I would guess there’s a similar tool for Dutch.
Microsoft OneNote is a possibility, although its parser doesn’t let users select particular parts of speech to highlight. I started with it, noticed its deficiencies for my use case, and started googling to find other options. That’s how I got to Rewordify.
It’s a great resume keyword and resume writing tool!
This is brilliant! Have you developed a webinar for this? I think it’s great for resume writers as well as “civilians” who insist on going at it alone. Also, although it seems a lesser focus above, it’s a great scaffolding for prepping references — which everyone either forgets or are not sure how…
No webinar in the works, although I’d be happy to collaborate with NACE on something that would be available to all Career Services offices. It would be really useful!

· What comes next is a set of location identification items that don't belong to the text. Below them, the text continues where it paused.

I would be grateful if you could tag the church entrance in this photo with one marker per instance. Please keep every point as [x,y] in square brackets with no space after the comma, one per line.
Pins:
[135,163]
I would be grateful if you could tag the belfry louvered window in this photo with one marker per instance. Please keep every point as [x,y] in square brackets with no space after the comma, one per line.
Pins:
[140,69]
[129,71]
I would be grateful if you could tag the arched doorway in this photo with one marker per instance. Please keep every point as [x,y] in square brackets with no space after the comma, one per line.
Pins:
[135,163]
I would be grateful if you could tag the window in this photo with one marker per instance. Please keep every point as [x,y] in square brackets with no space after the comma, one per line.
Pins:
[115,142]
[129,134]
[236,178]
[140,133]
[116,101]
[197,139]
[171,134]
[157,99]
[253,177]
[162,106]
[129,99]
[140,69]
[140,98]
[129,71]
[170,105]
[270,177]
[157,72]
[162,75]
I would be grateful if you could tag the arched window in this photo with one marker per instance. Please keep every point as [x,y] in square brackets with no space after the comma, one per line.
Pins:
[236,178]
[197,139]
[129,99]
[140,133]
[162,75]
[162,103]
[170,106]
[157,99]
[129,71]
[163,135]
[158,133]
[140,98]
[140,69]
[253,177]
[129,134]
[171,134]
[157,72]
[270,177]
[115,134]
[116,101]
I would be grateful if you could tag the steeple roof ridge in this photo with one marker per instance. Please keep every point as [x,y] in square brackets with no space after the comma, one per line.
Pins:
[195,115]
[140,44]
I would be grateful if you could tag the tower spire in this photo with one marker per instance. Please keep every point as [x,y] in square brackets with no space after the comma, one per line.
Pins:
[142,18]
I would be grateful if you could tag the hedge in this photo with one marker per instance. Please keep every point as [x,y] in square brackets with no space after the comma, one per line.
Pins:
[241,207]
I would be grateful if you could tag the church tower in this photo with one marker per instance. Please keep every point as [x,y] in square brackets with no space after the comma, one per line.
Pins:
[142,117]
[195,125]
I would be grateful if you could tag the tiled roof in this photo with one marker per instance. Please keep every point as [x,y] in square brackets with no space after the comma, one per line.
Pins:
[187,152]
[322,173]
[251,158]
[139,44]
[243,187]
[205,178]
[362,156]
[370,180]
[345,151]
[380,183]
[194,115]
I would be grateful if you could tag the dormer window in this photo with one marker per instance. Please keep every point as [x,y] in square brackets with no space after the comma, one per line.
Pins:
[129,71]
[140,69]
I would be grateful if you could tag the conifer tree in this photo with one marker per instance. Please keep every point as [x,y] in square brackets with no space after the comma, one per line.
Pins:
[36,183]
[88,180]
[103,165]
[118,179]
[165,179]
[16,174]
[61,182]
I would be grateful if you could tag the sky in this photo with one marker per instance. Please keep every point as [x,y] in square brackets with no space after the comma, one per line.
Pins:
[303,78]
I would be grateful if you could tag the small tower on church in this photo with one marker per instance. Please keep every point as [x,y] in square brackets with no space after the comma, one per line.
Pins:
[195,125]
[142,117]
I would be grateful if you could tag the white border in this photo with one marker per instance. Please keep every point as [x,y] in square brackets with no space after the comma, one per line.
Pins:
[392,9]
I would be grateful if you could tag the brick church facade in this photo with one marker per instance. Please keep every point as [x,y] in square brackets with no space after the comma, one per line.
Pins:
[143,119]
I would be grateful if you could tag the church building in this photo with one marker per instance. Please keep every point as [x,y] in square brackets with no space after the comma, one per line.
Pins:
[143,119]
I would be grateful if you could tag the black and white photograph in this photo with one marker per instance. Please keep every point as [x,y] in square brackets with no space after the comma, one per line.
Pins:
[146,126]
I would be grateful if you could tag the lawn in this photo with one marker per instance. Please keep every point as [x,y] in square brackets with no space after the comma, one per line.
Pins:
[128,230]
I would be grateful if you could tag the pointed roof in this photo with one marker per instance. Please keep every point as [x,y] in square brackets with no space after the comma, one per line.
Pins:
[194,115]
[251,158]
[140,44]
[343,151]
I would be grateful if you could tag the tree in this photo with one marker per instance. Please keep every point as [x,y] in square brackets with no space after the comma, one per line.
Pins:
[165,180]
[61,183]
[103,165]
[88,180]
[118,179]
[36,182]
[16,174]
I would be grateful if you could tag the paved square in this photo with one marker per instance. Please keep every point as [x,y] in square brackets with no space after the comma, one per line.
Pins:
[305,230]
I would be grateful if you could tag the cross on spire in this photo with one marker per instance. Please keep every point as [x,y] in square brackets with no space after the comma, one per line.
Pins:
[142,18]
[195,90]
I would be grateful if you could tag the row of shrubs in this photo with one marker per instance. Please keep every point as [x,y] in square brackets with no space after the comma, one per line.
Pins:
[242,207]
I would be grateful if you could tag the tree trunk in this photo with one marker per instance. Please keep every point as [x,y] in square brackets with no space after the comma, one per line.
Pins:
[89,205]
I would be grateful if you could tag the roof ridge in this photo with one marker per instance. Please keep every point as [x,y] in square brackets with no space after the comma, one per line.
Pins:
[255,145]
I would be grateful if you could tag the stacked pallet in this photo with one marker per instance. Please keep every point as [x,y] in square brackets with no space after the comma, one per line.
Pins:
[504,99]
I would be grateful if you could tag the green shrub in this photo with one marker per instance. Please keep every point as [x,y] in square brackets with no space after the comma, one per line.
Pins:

Can keywords be detected by applicant tracking systems in PDF files? Are creative resumes which are created outside of Word only doing the applicant a disservice?
There are too many applicant tracking systems for me to give you a reliable answer. I would give the ATS a .doc file to be safe.
Regarding “creative” resumes, research has shown that they don’t perform as well as conventional resumes. The exception might be a creative resume from a professional working in a creative role. However, my creative clients use conventional resumes to describe their backgrounds and portfolios to demonstrate their creative abilities.
how will it work for a french/german/spanish resume
You will have to test it.
I dropped some German text in and it did a pretty good job of identifying parts of speech.
Hope that helps!
In looking for a better tool/alternative than WordCloud praised by YouTubers, I found your article (https://www.avidcareerist.com/2019/09/16/resume-keywords/) and read it thorough and found it extremely helpful.
I wanted say thank for this article and its related content, for the way you present the information is clear, concise and doable.